The park, which is a leading park in terms of revenue generation, is also worried about the income lost since last year.
“Tourism activities have come almost to a standstill since the start of the pandemic last year,” said Ananath Baral, the chief conservation officer of the Chitwan National Park.
“Last year, we lost a crucial peak season to the first lockdown. This year, when things were gradually improving, we had to close again.”
According to Baral, the park had earned around Rs200 million in the last fiscal year and he is not optimistic about this year also. Before that, the park had collected around Rs296 million.

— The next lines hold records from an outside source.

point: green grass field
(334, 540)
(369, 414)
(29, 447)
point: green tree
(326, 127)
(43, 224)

“This time, we might only earn around 20 to 25 percent of our annual income,” said Baral. “Ecotourism activities are our major sources of income. The money is crucial for carrying out conservation activities inside the park and buffer zone.”
As per the existing laws, half of the income generated by the protected areas go to the buffer zone communities.
The situation was not any better at Bardiya National Park in the last fiscal year and officials are not hopeful about this year either.
Bardiya National Park had seen a drop in its annual revenue from Rs31 million in the fiscal year 2018-19 to Rs24 million in 2019-20.
Since the reopening of the park in October last year, the park has welcomed 6,942 domestic tourists by mid-April. Similarly, the park has received 67 people from South Asian countries and 161 from other countries.
“Looking at Covid-19 situation across the country, it looks the restrictions will continue for a long time and the parks will remain closed,” said Thapa, information
officer with Bardiya National Park. “When our income decreases, this will also affect the communities living in the buffer zones. During such a crisis, supports from conservation partners will also be smaller.”